Difficile dire oggi quale futuro ci attende: ciò che è più facile da riscontrare è che, per affrontare una crisi i cui contorni non possono che essere ancora foschi e poco delineati, è necessario l’impegno di coloro che, per il loro ruolo di leader, vogliano caricarsi sulle spalle piccole o grandi responsabilità per traghettare il resto dell’umanità verso una reale ripartenza e una nuova condizione di benessere. 

No, non siamo all’apologia del superomismo, ma è nostra intenzione attribuire il termine “leader” a tutte quelle persone, famose o non, che ricoprono posizioni di comando e guida, ciascuno con la propria soggettività e il proprio modo di agire. Quello che conta è che ora si presenti un leader che comprenda e che non abbia paura di sbagliare, perché sbagliare non significa fallire. L’errore è insito nell’uomo, e meno male! Perché errare ci aiuta a imparare e, quando si cade, bisogna imparare a rialzarsi, più temprati rispetto a prima. E un buon leader è anche un buon motivatore. Un buon leader è resiliente, tanto per usare un termine in voga in questo periodo storico, e ha come focus l’essere umano.

Sì, perché prima delle vittorie personali, aziendali, prima dei profitti e dei successi, un buon leader deve prima di tutto considerare l’uomo, con le proprie esigenze, le proprie fragilità, le proprie peculiarità, i punti di forza e quelli di debolezza. Tutto concorre alla creazione di una squadra fatta di uomini motivati, in contrapposizione a quelle realtà che ancora oggi poggiano le proprie fondamenta sullo sfruttamento e sul lavoro intensivo.

Insomma, il leader dell’era post-covid non dev’essere soltanto colui che prende decisioni difficili per incrementare la produttività e il benessere aziendale o nazionale, ma deve incarnare una guida spontanea e capace di coltivare la fiducia dei “suoi” uomini, aiutandoli nelle attività di problem solving.

Nel corso degli anni e grazie alle svariate ricerche su questo tema, sono stati enucleati sei differenti stili di leadership, che un manager deve utilizzare, a seconda dei casi, per motivare, coinvolgere e stimolare la prestazione della squadra in modo efficace e soddisfacente per tutti. Esistono dunque categorie precise, come lo stile direttivo, volto ad ottenere obbedienza istantanea, lo stile autorevole, utile per mostrare una direzione valida sul lungo periodo, lo stile affiliativo, capace di generare armonia e fiducia, lo stile partecipativo, che invoglia la squadra a generare nuove idee, lo stile battistrada, utile per chi si prefigge di raggiungere gli obiettivi con alti standard di eccellenza, e infine lo stile coaching, con cui si motiva lo sviluppo professionale dei singoli membri della squadra sul lungo periodo.
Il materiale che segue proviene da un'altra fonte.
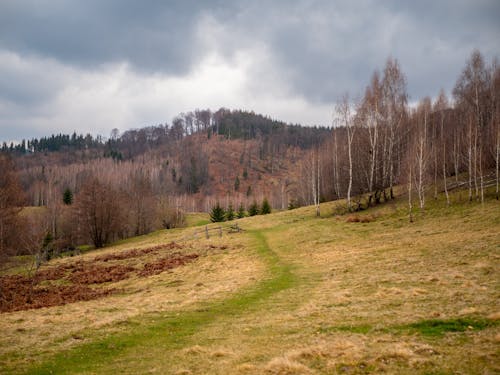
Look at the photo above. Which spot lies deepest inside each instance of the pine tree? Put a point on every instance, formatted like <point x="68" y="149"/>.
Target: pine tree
<point x="230" y="213"/>
<point x="217" y="213"/>
<point x="253" y="209"/>
<point x="68" y="197"/>
<point x="266" y="207"/>
<point x="241" y="212"/>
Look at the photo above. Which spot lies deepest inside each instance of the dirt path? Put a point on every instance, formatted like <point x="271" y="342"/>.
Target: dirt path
<point x="165" y="333"/>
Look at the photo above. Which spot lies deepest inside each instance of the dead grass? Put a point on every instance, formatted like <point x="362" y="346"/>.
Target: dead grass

Bene, il leader dell’era post-pandemia dev’essere dunque un gran conoscitore della natura umana, capace di mescolare stili e tecniche di management differenti, al fine di ottenere il miglior risultato possibile. Ecco che allora si rende necessaria una figura positiva in netta contrapposizione con il “leader negativo”, cioè con colui che ha deciso di smettere di confrontarsi con il livello di salute psico-fisica del proprio team, non colui che taglia costi aziendali e teste, attribuendo ogni responsabilità a problemi di bilancio. Un leader negativo ignora gli indicatori interni di criticità e indulge sempre e comunque al pessimismo, se non al catastrofismo, senza mai preoccuparsi di riconoscere l’impegno e la bravura della squadra.

Insomma, oggi serve un “leader 4.0”, capace di cambiare l’organizzazione e la società, rendendola adattiva nei confronti di un mondo che soffre e soffrirà sempre di più la volatilità, l’incertezza, la complessità e l’ambiguità, cioè, detto in un solo acronimo, il fenomeno della VUCA (Volatility, Uncertainty, Complexity, Ambiguity).

Abbiamo lasciato per ultimo un tipo di leadership che implica capacità ancora più profonde, fondamentali per una nuova società che miri al benessere dell’umanità: il leader spirituale, ovvero colui che è in grado di curare i mali dell’anima, di mostrare una via che miri al benessere psico-fisico, una guida che non abbia a che fare con soli iniziati o con una ristretta élite di persone, ma un motivatore specializzato nella gestione della parte umana, abituato ad ascoltare per capire, e non ad ascoltare per rispondere.